Come accoglie la nomina di un presidente del consiglio donna, Giorgia Meloni, in Italia?

Vedere una donna premiere è motivo di soddisfazione, indipendentemente dalle ideologie politiche. Noi siamo una squadra che tifa per le donne. D’altro canto sono sconvolta da ciò che accade nel mondo in questo periodo, e sto iniziando a sviluppare un brutto pensiero che – l’ho scoperto recentemente – prima di me era stato formalizzato anche da Gandhi, e di cui provi una parafrasi: la sopportazione delle donne è statisticamente maggiore rispetto ai disagi che subiscono, mentre la malvagità degli uomini è maggiore nel compiere gesti di ostilità o di aggressione. Questo vuol dire, dal mio punto di vista, che con una presenza femminile maggiore tra i policy maker queste sensibilità potrebbero essere finalmente valorizzate, per il bene comune, senza bisogno di pink washing.

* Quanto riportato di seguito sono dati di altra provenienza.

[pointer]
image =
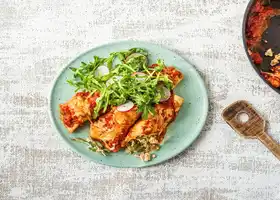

Come è cambiata negli ultimi 5 anni la sensibilità collettiva attorno ai temi del gender gap?

Direi molto, e a dimostrarlo può bastare il fatto che mentre ai tempi in cui ho scritto Donne 4.0 amici e colleghi mi prendevano in giro, ora se ne parla all’interno delle aziende. Sicuramente diverse grandi società ci stanno credendo e si stanno muovendo nella direzione della chiusura del divario di genere. Molte tra quelle con cui lavoro hanno iniziato a investire nella formazione e nell’empowerment femminile. Non vedo ancora la stessa dinamica nelle aziende più piccole, ma potrà avvenire man mano che si proseguirà con il passaggio generazionale. E poi c’è più sensibilità in generale, a livello pubblico, con eventi, manifestazioni: prima era un tema demodé, oggi è diventato quasi sexy!